Write the smoke as local_smoke.py that runs on the 5090. Same body as modal_app.py's smoke() function, minus the @app.function decorator. Iterate there until 50 steps run cleanly.
Then drop the body into modal_app.py (the skeleton in §2). The Modal version's value is to verify "does it run on cloud Linux without local dotfile interference" and to baseline L4 step-time vs the 5090. That's a one-shot validation, not a development loop.
For the real training run (when it's an actual training run, not a smoke), start with A100-40GB on Modal (or H100 if you've got the credits) — the L4 step-time of ~2 s would translate to 2 s × 10,000 steps = ~5.5 hours which is fine for a smoke but painful for a real run.

5. References

All claims in this document are sourced from:

Pricing: https://modal.com/pricing (canonical; updated regularly by Modal — re-fetch if cost-sensitive).
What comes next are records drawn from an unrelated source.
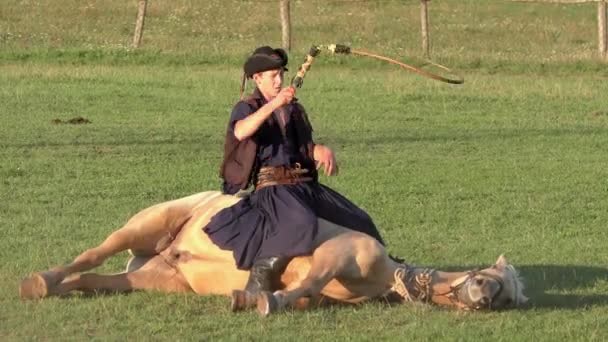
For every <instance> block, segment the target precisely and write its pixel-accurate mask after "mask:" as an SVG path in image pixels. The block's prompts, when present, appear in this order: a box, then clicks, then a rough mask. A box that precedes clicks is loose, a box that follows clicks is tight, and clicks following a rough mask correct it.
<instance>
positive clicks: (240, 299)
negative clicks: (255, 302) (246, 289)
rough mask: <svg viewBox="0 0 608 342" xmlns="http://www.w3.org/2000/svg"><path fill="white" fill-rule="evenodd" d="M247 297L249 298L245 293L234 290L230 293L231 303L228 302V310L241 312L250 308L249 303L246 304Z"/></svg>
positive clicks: (246, 300)
mask: <svg viewBox="0 0 608 342" xmlns="http://www.w3.org/2000/svg"><path fill="white" fill-rule="evenodd" d="M248 297H251V295H250V294H249V293H247V291H242V290H234V291H232V301H231V302H230V310H231V311H232V312H237V311H242V310H245V309H247V308H248V307H251V303H249V304H248V303H247V302H248ZM249 301H250V300H249Z"/></svg>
Per-second numbers in §1.1 captured from this page at report-write time.
GPU naming: https://modal.com/docs/guide/gpu — confirms gpu="L4", gpu="A10" (not "A10G"), gpu="A100-40GB", gpu="H100!" syntax.
Cold starts: https://modal.com/docs/guide/cold-start — "Containers boot in about one second" + the warm-up period is image pull + global imports + enter methods.
Volumes: https://modal.com/docs/guide/volumes — commit() semantics for HF cache persistence.
Region/preemption multipliers: pricing page footer + https://modal.com/docs/guide/preemption.
Multi-node beta: https://modal.com/docs/guide/multi-node-training.
Examples (for Image.pip_install patterns): https://github.com/modal-labs/modal-examples — see 06_gpu_and_ml/llm-finetuning/ for similar 0.5B/3B finetune patterns.
TRL GRPOTrainer._compute_loss extension point: verified in composer_trainer.py header comment ("DeepWiki audit of huggingface/trl, 2026-05-25"). Confirmed super()._compute_loss(model, inputs) works as the framework's parent-call.
Local trainer code reviewed:
- /mnt/e/CS/HF/composer-replication-framework/spikes/005-integrated-trainer-skeleton/trl_path/composer_trainer.py
- /mnt/e/CS/HF/composer-replication-framework/spikes/005-integrated-trainer-skeleton/opsd_loss.py

6. TL;DR

GPU: L4. Cost: ~$0.10/run. Total budget burn: ~50× re-runs before the $5 cap. Don't pay for A10G, A100, or H100 on a 0.5B smoke.
Skeleton: §2 — gpu="L4", 4 cores, 16 GB RAM, 30-min timeout, persistent HF cache Volume, default preemption, no region pin.
Workload-specific gotchas: §3 — 3-channel loss does up to 4 grad'd forwards/step (memory headroom check), the zero-tensor requires_grad=True short-circuit can break backward(), and volume.commit() is mandatory.
Decision: run on the 5090, not Modal. 5090 finishes the smoke in ~30 s vs Modal's ~5 min including cold start, with $0 marginal cost and 10× faster iteration. Reserve Modal for parameter sweeps and 7B+ training.